I stand there doing Joe Crowley arithmetic in my head.
“Joe is the son of Joe the mechanic,” Alex says, pointing to the second Joe Crowley. “The one with the divorce papers?”
“Oh,” I say. Alex is looking awfully at ease with this Joe Crowley proliferation.
“I have a friend,” the first one says. “I’m going to bring him over.”
“A friend?”
“He sells limestone, too,” he says.
“Another Joe Crowley?” I ask.
“What?” he says.
“Oh, I wasn’t sure what we were talking about.”
“My friend has been hauling a lot longer,” he says. “I’m just getting started, and I’m not sure how much to bring. This is a big job.”
“Oh,” I say.
“Well, then,” Alex says.
And so Joe and Joe hop in Joe’s white truck, which has a red hood apparently transplanted from another truck, and they roll down the driveway, toward the hills, back into the mystery that they emerged from.
“Don’t you think the first Joe Crowley would have told us he also had a son Joe Crowley?” Alex asks.
“He does?”
“Yes. That short one was Joe’s son.”
“He was?”
“Yes! Aren’t you following?”
“Not even a little bit. But speaking of Joes …
” I tell him about Joe and Joe the hunters. I tell him that if any hunters stop by, he should pretend he’s my husband.
“Huh?” he says.
“Just cover for me, okay?” And then I tell him about the multiflora, which is an even more complicated story. I tell him the take-home message of this day, thus far: “We are stupid.”
“Oh,” he says.
“Really stupid.” And this multiflora is a symbol of our stupidity. We bought fifty acres of thorns. Thorns we can’t get rid of. Thorny weeds that attract both wild animals and bloodthirsty hunters.
“Oh, come on,” Alex says. “I’m sure we can get rid of it. How hard can it be?”
He heads into the barn. He gets out a rake. A rake? “I want to see something,” he says. He goes over to a bush, a great towering thicket of thorns nearly twice his height. He pushes back the branches with the rake and looks at the base of the plant. It’s thick. It’s, like, a foot thick.
“See that?” he says, like he’s got it all figured out. “Wait here.”
And in a few moments he is back with the chain saw. The chain saw? He’s gonna cut these things down one by one? There is an entire forest of these things.
“Okay, now you hold the branches back with the rake, and I’ll crawl under there and cut it down,” he says.
“Right-o.”
I hold the rake while he tries to get the chain saw started. I’ve never actually been this close to a chain saw. There is an actual chain on that saw. Fancy that. Who in the world would ever have thought that a chain would be a good cutting mechanism? I have no urge to try the chain saw, or even figure out how the chain saw works. I am quite surprised at how little interest I have in all this mechanical gear. This is not like me. I must really be overwhelmed.
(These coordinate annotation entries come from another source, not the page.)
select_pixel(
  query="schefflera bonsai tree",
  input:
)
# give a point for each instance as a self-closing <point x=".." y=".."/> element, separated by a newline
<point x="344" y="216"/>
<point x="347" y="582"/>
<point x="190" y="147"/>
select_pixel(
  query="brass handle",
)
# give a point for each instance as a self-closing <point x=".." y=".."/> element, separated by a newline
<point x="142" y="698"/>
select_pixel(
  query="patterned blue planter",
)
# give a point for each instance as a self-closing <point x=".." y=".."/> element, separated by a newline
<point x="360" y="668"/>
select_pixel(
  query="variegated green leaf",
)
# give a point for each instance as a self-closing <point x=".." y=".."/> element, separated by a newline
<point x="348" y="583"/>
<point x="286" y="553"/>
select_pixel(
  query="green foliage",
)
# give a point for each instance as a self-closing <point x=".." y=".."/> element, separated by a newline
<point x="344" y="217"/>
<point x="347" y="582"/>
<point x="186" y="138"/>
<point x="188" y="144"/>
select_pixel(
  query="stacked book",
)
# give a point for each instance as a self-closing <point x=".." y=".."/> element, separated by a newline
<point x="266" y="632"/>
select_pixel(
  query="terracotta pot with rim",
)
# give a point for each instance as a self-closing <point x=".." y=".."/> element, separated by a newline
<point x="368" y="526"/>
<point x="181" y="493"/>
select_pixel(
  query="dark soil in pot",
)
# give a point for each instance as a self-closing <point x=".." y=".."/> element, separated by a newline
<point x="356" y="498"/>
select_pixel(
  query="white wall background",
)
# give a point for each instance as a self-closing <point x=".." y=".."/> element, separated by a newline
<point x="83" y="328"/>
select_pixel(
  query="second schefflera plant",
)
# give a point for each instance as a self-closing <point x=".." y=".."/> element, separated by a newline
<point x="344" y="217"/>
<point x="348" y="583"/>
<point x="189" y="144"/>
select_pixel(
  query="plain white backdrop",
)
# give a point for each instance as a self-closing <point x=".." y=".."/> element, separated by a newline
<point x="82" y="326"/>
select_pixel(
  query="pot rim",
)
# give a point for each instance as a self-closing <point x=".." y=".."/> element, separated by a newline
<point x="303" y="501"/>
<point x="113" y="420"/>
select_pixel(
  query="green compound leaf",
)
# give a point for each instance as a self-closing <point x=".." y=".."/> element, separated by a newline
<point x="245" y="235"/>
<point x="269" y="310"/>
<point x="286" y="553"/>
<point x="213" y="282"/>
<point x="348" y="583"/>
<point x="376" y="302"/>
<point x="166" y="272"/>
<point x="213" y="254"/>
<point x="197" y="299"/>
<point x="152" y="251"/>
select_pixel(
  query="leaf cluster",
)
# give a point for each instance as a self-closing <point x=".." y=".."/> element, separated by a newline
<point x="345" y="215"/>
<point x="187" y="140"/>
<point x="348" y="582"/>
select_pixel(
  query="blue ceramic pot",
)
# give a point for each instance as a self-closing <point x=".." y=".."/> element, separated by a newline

Zzzzzzt. Zzzzzzt. Alex gets that monster running. He grits his teeth holding this chain saw. This chain saw seems to awaken a whole new manliness in him. Maybe this is what chain saws are for.
Zzzzzzt. Zzzzzzt.
Nothing. I’m here holding this bush back with this rake, and he’s lying down there on his belly with this monster machine with spinning teeth and—nothing. The chain saw does not seem able to cut through the multiflora trunk.